Hosting an Allergy-Friendly BBQ

Image by Freepik

Planning a backyard BBQ? Fabulous! But now you learn that food allergies are coming to your party too. One of your guests has celiac disease and another’s child is allergic to peanuts. What to do? There’s no need to panic (or retract invitations)! With a little planning and careful food handling, you can pull off a perfect, allergy-friendly summer BBQ. Here are our top tips:

Be a Considerate Host

You want your guests to enjoy your backyard BBQ, so you take care to make sure everything is “just right.” This includes ensuring that the food is not only delicious, but also safe for them. Here are a few things you can do as you put together your invite list:

  • Whether your invitation is verbal, texted, emailed, or a fancy printed one, always ask about any food allergies. A simple “Do you have any food allergies or intolerances we should know about?” will do. This is especially important if kids are coming since children have a higher rate of food allergies than adults.
  • Don’t worry that you’re being nosy or overly concerned. People with food allergies will appreciate your thoughtfulness and don’t mind being asked about these details prior to an event.

Potluck Pointers

Potluck BBQs are popular for a few reasons. They are usually easier on the host’s budget. They spread the cooking work around. And it’s fun for folks to show off their culinary skills if they like. Sharing is caring! Here are a few tips to make the potluck planning go more smoothly:

  • Assuming you already know that a food-allergic guest is coming, it’s your job to let all other invitees know. Be specific about which foods and ingredients are off-limits.
  • Potlucks that aren’t planned well typically end up with a very unbalanced selection of food. (Picture a table full of burgers, desserts, and chips, with nary a veggie in sight.) To avoid this, assign specific dishes to guests, such as green salad, pasta salad, fruit platter, pasta side dish, etc. Within those categories, people can flex their culinary muscles while still being careful about the food allergens.
  • It also makes sense to ask your food-allergic guests what they would like to bring to your BBQ. Then they will know they are safe eating at least the food that they prepared.
  • As guests arrive, confirm that none of their dishes have the offending food allergens or no-go ingredients.
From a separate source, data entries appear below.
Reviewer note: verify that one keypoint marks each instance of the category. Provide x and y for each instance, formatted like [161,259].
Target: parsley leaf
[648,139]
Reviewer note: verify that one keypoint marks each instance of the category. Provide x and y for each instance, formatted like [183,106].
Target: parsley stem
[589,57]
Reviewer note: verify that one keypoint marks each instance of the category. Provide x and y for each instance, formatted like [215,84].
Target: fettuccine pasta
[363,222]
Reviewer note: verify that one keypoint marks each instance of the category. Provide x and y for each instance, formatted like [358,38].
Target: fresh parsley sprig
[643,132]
It might seem like a hassle, but details matter when it comes to food allergies. And it’s certainly better to be sure up front than sorry later.
  • Finally, put placecards or stick-on labels on food containers as they come in. Include the name of the dish and the presence or absence of any problematic ingredients, such as “Brownies–no nuts” or “Potato salad with egg.”

Have a Well-Planned Menu

People often eat more at a casual party like a backyard BBQ than they would at a regular meal. So it pays to give thought to the menu and amount of food you’ll need to feed your gang.
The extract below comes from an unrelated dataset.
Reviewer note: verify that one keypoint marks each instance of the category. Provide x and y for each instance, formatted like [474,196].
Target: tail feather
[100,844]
  • Something to nosh on when guests first arrive is handy—especially if it’s a serve-yourself situation. For that, you’ll need allergy-friendly snacks that everyone can enjoy.
  • If it’s an early day BBQ, people probably won’t have had a full meal yet. Plan on two entrée servings per adult—having a few choices is considerate (an animal-free protein option is nice too).
  • Be careful with marinades, sauces, or seasoning mixtures that you’ll be using with your grilled items. They often contain wheat, soy, sesame, or other allergens.
  • Always read the ingredient statement on the food label of every ingredient you are using in every recipe.
  • Use the Guiding Stars Food Finder tool to see food labels, including ingredient statements and Guiding Stars ratings. It even lets you filter results by specific food allergens. This is such a handy way to search for food ingredients that meet your needs when planning an allergy-free menu.

Practice Safe Food Handling and Serving

Planning the food and carefully selecting ingredients are key to hosting an allergy-friendly cookout or BBQ. But mistakes can still be made in cooking, handling, and serving those foods. Follow these tips to keep all your food safe for everyone to eat:

  • Preventing cross-contact (sometimes called cross-contamination) between foods that contain a food allergen and those that don’t can be tricky. Be aware that crumbs and juices can be hard to control and are a source of cross-contamination. Serving platters, cutting boards, toasters, and even spoons and knives can transfer allergens from one food to another. This is why keeping food allergens out of the kitchen as much as possible is so helpful. When that’s not possible, it’s essential to have a dedicated space to prepare the “safe” food, along with specific prep tools and serving items.
  • Label all foods, noting whether they include an allergen or not (“nut-free,” “dairy-free,” etc.).
  • If necessary, cook the allergen-free meal first, then keep it covered and away from any splatter.